J'y croisais l'encapuchonné. Dan avait rencontré Thomas lors d'un concert en plein air. Ce fut, à ses dires, un coup de foudre amical, alimenté par une passion commune pour le rock. Il avait une haute opinion de Lucifer et voulait participer à son projet de groupe. Son rêve était d'écrire des chansons pour les autres. Dan avait un an de plus que moi et fréquentait un collège à l'autre bout de la ville. Sa voix étrange qui partait parfois dans les aigus me faisait rire.

Durant les mois qui suivirent, nous nous rapprochâmes. Il avait l'habitude de cacher son visage sous ses capuches ou ses cheveux bouclés. C'était un adolescent complexé par son acné et je ne pouvais que constater ses difficultés à parler aux filles.

Les garçons m'avaient progressivement intégrée à leur vie. Chaque fois que Thomas se rendait à un concert, je l'accompagnais. Quand il avait une répétition avec le chanteur, le bassiste et le batteur, je venais le voir. Souvent, les populaires me jetaient des regards haineux. Elles rêvaient d'être à ma place. C'était drôle et inhabituel.

Pour Lucifer, je faisais partie du décor : je prêtais main-forte pour l'organisation de leurs concerts dans les cafés locaux, pour créer les flyers ou alimenter les médias sociaux de photos ou de petites vidéos que je réalisais moi-même.

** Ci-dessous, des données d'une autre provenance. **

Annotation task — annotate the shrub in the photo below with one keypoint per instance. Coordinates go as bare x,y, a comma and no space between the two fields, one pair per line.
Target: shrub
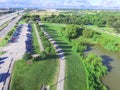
27,56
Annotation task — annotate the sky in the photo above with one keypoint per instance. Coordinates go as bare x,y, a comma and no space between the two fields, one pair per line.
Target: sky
59,3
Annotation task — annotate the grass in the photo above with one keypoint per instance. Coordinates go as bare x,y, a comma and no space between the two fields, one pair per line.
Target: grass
100,28
32,77
75,78
4,25
1,52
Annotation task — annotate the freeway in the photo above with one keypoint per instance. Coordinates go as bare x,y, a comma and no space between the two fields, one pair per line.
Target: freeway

Pour moi, c'était magique. J'avais de nouveaux amis et des projets en dehors du collège.

Malgré la différence d'âge, aucun de ses amis n'osait me faire une remarque ; Thomas les aurait tout de suite remis en place. Il disait :

— Elle est avec moi ! Si ça vous pose problème, je pars.

Je ne me faisais pas d'illusions. C'était sa façon de dire : « Je la protège, elle est comme ma sœur. »

Parfois ça me faisait même mal, parce que Thomas n'était pas mon frère. Les sentiments que j'avais pour lui devenaient évidents, j'avais du mal à les cacher. Je faisais tout pour les oublier, car je ne voulais pas trahir Sophie. J'essayais de les refouler.

Mon cœur m'avait trahie depuis longtemps, mais mon cerveau tentait de l'ignorer. À chaque fois que Thomas me souriait, quand il jouait de la guitare en me regardant, dès qu'il parlait de ses rêves, ou quand il disait « nous », mon cœur faisait des bonds et mon ventre se remplissait de papillons.

Lui prendre la main, espérer un baiser, ou tout simplement obtenir un regard qui ne fut pas fraternel, tout cela était impossible. J'étais piégée. Incapable de me défaire de ce sentiment. Je tournais en rond – la culpabilité en toile de fond. J'étais heureuse d'être près de lui et désespérée de ne pouvoir être avec lui.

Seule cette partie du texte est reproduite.